The resulting model head looks right and the model appears to train.

(2): Sequential(
    (0): AdaptiveConcatPool2d(
      (ap): AdaptiveAvgPool2d(output_size=1)
      (mp): AdaptiveMaxPool2d(output_size=1)
    )
    (1): Flatten()
    (2): BatchNorm1d(4096, eps=1e-05, momentum=0.1, affine=True, track_running_stats=True)
    (3): End()
    (4): Dropout(p=0.25)
    (5): Linear(in_features=4104, out_features=512, bias=True)
    (6): ReLU(inplace)
    (7): BatchNorm1d(512, eps=1e-05, momentum=0.1, affine=True, track_running_stats=True)
    (8): Dropout(p=0.5)
    (9): Linear(in_features=512, out_features=4, bias=True)
  )

But does it all automagically work right without my doing anything more? I am concerned about the mentions of “registering/initializing parameters” in the PyTorch docs.

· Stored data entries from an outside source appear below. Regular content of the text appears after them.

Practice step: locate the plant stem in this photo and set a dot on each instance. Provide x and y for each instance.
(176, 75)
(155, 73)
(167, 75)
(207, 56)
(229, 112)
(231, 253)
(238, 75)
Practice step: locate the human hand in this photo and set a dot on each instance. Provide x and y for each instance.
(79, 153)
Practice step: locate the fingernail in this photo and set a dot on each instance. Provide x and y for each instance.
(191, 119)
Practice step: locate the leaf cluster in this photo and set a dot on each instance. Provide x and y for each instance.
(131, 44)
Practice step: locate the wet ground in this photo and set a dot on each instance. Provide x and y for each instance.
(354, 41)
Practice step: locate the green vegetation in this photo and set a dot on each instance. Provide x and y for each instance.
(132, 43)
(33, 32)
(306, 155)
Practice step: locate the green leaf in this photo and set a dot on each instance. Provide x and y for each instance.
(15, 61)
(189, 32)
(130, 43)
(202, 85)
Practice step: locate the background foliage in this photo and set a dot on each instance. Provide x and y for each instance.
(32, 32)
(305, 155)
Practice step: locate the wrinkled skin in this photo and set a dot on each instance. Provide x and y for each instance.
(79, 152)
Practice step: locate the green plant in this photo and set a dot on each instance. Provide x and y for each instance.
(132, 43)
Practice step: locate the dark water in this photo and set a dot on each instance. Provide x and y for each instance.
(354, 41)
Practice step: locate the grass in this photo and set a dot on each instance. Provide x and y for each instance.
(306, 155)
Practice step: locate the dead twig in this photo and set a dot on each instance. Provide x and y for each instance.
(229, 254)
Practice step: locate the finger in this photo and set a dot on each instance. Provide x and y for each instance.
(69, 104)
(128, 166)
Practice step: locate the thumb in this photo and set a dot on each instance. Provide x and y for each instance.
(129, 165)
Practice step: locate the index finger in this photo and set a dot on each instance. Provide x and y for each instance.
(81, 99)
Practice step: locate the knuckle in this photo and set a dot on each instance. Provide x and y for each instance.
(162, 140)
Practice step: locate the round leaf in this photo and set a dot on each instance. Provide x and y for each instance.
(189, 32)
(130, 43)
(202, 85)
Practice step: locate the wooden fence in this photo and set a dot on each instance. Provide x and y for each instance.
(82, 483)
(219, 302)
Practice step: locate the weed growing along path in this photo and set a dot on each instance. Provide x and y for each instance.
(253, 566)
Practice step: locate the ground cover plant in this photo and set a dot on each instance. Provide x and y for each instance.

Thanks for reading my long question!

Pomo · April 2, 2019, 1:34am

Coming back to answer this a month later, after tracing through many modified models.

Yes, it all just works…

grabbing a module (usually pre-trained) by its index.
listfying a module’s children and slicing
throwing any of these into Sequential
assigning a different layer to a model with indexing on the left, as in RNModel[1][3] = myLinear
assigning to a Module’s named instance variables, as in myModule.lin2 = myLinear. Here you have to make sure that myModule.forward() still works.

PyTorch properly keeps track of parameters and applies optimizers correctly.

You can also dynamically change during training a layer’s fixed parameters, like requires_grad and dropout probability.

I had to test it to believe it.

Pomo · January 31, 2020, 10:27pm

I need to add a caution here. Yes, it all just works in PyTorch but maybe not in fastai v2.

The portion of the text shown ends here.